6

I have a vector of numeric values. My hypothesis is that this vector is a mixture drawn from two Gaussian distributions (ie k = 2). However, it is possible that there is only one Gaussian underlying my data (k = 1). I am attempting to answer this question in a data-driven manner but do not know the best method?

My thought was to compare the two methods by calculating the BIC or AIC for each, and then performing a log-likelihood test.

  1. Should I include k as one of the parameters being estimated when I calculate BIC (ie {mu1, sd1, mu2, sd2, k} vs {mu1, sd1, k} for the 2-component and 1-component models respectively)

  2. I'm using the mixtools package in R and the normalmixEM() function does not seem to allow fitting a 1-component gaussian (ie if I use k = 1 I get an error arbmean and arbvar cannot both be FALSE)

  3. If using a LR with AIC/BIC is not appropriate, is there a more appropriate solution to this problem?

Edit: I found a somewhat illuminating example here. This approach uses the mclust package to fit a 1 vs 2 component gaussian mixture and use the model log-likelihood to perform a likelihood ratio test.

Maxim
  • 3,164
  • 1
  • 17
  • 25
Brandon
  • 296
  • 1
  • 10
  • [This paper](https://arxiv.org/abs/0908.3428) and [this paper](http://www.tandfonline.com/doi/abs/10.1080/01621459.2012.695668) should be helpful, they also have a R package: [`MixtureInf`](https://cran.r-project.org/web/packages/MixtureInf/index.html) – Francis Dec 20 '17 at 13:26
  • Those are indeed helpful, many thanks! I will take a look at their implementation in the package. – Brandon Dec 20 '17 at 17:02

1 Answers1

1

An alternative strategy is to test for Normality.

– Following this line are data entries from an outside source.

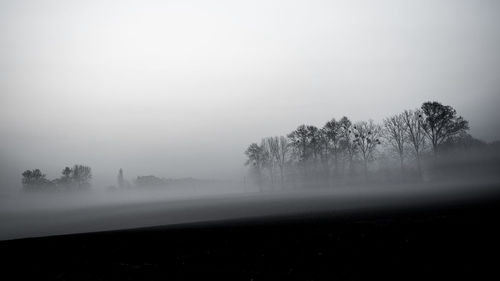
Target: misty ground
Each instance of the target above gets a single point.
(416, 232)
(41, 214)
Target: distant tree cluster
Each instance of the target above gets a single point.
(343, 149)
(76, 178)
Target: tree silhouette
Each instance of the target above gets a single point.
(347, 143)
(81, 175)
(395, 135)
(332, 136)
(413, 120)
(367, 137)
(441, 123)
(33, 178)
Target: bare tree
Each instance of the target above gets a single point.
(394, 133)
(278, 148)
(332, 135)
(347, 143)
(367, 136)
(81, 175)
(441, 123)
(413, 121)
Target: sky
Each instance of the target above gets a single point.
(181, 88)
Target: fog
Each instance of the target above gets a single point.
(179, 90)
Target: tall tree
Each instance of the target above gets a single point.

If your data comes from a single Gaussian, you should fail to reject the null hypothesis. Conversely, if you get a statistically significant p-value for rejecting the null hypothesis, then you know that k > 1. This strategy can be easily generalized to the multi-variate case by performing PCA and testing each principal component separately.

Since you're working with R, I recommend you take a look at the nortest package.